MAHOMES II (Metal Activity Heuristic Of Metal and Enzyme Sites 2) is a structure-based machine learning tool for predicting protein bound metal ions to be enzymatic or non-enzymatic. The MAHOMES II website performs two tasks 1) use an automated feature pipeline to calculate the necessary structure-based features and 2) make enzyme or non-enzyme predictions using MAHOMES II.
This page covers relevant details for usage of the MAHOMES II website. Details about MAHOMES II’s methods can be found in publications (Feehan, Franklin, & Slusky, 2021). MAHOMES II uses a gradient boosting classifier from scikit-learn(Pedregosa et al., 2011), which can be read about at https://scikit-learn.org/stable/modules/ensemble.html#gradient-boosting.
Users will receive an email, when a submitted job has finished running, which will include a link to that job's results. The outputs page will contain a row for each metal site, defined as four or fewer metal ion(s) within 5 Å of each other, or for an input structure that failed the automated feature calculation process.
Site results include (1) the user’s file name for the site’s structure, the residue code and the residue number for the site’s (2,3) first metal ion, (4,5) second metal ion, (6,7) third metal ion, and (8,9) fourth metal ion when relevant.
MAHOMES II used ten different gradient boosting ML models, which use different random seeds for training. Results for each site display (10) the percent of these models that predicted the site to be enzymatic and (11) the final enzyme or non-enzyme prediction. For structures that failed the feature calculation process, an explanation will be given in place of a prediction.
Physicochemical features are calculated covering five categories – Rosetta energy terms, pocket void, pocket lining, electrostatics, and coordination geometry. These calculations use Rosetta (Alford et al., 2017), BLUUES (Fogolari et al., 2012), pdb2pqr (Jurrus et al., 2018), FindGeo (Andreini, Cavallaro, & Lorenzini, 2012), and GHECOM(Kawabata, 2019). Due to the use of these third-party tools, only the final prediction made by MAHOMES II is made accessible to users. However, in the event that the automated feature process fails, feedback is given in the results to tell users what went wrong so that they may attempt to make necessary adjustments. Feedback messages are detailed below.
Invalid input file: Metalloprotein structure files are first input into Rosetta to create a uniform .pdb output for further processing. “Invalid input file” means that Rosetta was unable to use this file. The main reason for this issue is improper PDB format. For other potential causes, scoring the file with Rosetta 3.13 should create a Rosetta crash report that details the issue.
No metal ions in structure: None of the relevant metal ion codes were found in the structure file. Note that MAHOMES II only works for metal ions listed in the submission requirements.
To many metals in the site: Feature calculations did not proceed because this site had more than four metals. Sites include any metal ion within 5 Å of at least one metal ion in the site. We use this limit because of issues with feature calculations like those that calculate distances from the sites geometric center.
Unknown feature calculation failure: Congratulations on finding a new bug. We can be contacted by emailing mahomes@ku.edu to see if this is an issue that we can resolve. Alternatively, the code for the automated feature pipeline and MAHOMES II can be downloaded.
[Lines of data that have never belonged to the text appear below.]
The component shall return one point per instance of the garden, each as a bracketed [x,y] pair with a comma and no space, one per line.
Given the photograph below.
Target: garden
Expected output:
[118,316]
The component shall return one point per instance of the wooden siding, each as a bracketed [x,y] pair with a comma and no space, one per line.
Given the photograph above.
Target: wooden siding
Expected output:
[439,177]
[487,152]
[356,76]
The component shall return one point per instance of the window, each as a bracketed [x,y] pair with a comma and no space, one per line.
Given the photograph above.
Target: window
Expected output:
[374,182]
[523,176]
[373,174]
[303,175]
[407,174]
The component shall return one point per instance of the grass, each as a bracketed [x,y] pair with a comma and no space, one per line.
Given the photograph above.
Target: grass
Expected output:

Our performance evaluation of MAHOMES II included a test of metal sites on computationally generated structures. The original computationally generated structures included only the twenty canonical residues. Using coordinating residues identified on UniProt, we placed metals relevant metal binding sidechain atoms. The script we used for metal binding site placement, addMetalIon.py, is available for download with the rest of our MAHOMES II on GitHub. Additionally, the metalloprotein structures and enzyme/non-enzyme labels are available on Zenodo.